Il secondo, invece, riceve una risposta molto più articolata, ed infatti la Corte ribadisce e conferma un importante principio: nell’ipotesi di unioni civili si applica l’art. 4, comma 6, L. 898/1970, richiamato dall’art. 25 L. 76/2016, volto a prevedere la corresponsione di un assegno di mantenimento in favore dell’ex partner, attribuendo al relativo obbligo una funzione assistenziale ed in pari misura compensativa e perequativa, ai sensi dell’art. 5, comma 6, della L. n. 898 del 1970; valutazione sul piano temporale correlata non solo al tempo dell’unione, ma al periodo pregresso, che ha visto la coppia legata solo di fatto (Cass. Sez. U. n. 35969/2023). L’attribuzione di un mantenimento richiede accertare l’inadeguatezza dei mezzi dell’ex partner istante, e la impossibilità di procurarseli per ragioni oggettive. Lo scrutinio da parte del giudice impone un vaglio comparativo delle condizioni economico-patrimoniali delle parti, sì da prendere in considerazione il contributo fornito dal richiedente alla conduzione della vita familiare ed alla formazione del patrimonio comune, nonché di quello personale di ciascuno degli ex coniugi, in relazione alla durata del matrimonio ed all’età dell’avente diritto.

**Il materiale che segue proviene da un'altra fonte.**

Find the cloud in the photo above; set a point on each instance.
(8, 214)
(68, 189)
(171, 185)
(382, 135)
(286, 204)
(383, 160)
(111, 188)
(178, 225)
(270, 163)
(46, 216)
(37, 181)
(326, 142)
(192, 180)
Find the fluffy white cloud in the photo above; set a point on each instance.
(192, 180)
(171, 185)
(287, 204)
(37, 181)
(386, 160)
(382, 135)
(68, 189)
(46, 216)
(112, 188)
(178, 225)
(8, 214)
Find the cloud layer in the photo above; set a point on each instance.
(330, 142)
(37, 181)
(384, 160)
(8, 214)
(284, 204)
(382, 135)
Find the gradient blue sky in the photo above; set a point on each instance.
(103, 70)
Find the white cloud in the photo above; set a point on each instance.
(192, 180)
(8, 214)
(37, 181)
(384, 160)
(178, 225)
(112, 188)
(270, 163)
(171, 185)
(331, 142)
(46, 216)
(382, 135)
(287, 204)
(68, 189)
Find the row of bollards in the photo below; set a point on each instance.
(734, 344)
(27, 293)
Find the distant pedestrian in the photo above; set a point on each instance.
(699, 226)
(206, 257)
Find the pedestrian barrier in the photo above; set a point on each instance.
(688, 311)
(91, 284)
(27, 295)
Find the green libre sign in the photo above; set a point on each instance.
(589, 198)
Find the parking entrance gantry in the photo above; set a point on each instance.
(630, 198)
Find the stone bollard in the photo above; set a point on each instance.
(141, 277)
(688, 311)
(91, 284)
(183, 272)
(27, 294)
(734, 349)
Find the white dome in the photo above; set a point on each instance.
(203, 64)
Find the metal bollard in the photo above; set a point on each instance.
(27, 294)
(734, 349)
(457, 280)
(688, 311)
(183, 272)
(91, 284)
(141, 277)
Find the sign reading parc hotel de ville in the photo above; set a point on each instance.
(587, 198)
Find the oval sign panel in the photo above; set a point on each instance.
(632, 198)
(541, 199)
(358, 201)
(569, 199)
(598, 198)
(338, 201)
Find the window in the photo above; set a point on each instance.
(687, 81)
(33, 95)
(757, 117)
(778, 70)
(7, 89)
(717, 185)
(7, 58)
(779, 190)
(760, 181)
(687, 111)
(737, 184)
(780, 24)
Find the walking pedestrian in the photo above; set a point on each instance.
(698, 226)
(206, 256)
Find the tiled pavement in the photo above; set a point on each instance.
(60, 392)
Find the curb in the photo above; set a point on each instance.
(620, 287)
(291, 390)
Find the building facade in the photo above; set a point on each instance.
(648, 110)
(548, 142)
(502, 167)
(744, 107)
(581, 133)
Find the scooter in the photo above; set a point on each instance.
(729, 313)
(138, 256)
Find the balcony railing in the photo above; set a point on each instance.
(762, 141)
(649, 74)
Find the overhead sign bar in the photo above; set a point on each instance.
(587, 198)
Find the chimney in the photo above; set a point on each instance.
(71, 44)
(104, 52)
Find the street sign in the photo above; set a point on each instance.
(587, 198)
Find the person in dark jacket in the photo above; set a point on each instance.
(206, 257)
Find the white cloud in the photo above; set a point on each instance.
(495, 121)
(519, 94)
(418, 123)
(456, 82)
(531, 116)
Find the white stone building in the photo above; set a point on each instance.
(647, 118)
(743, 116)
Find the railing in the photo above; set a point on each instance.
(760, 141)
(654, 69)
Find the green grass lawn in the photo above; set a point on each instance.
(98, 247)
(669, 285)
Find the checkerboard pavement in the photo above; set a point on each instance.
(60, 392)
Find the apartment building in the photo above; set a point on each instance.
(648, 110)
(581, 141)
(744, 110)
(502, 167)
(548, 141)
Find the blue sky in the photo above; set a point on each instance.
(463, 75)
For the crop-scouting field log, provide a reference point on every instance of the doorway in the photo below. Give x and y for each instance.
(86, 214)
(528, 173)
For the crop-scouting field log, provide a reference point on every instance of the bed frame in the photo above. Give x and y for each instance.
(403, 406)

Tuttavia, nel caso in esame, la decisione impugnata si è attenuta pedissequamente ai criteri appena elencati ed ha accertato l’insussistenza dei presupposti per l’assegnazione dell’assegno.
La Corte, operata siffatta premessa, ritiene il ricorso infondato (Corte di Cassazione, Ordinanza del 17 settembre 2024, N° 24930).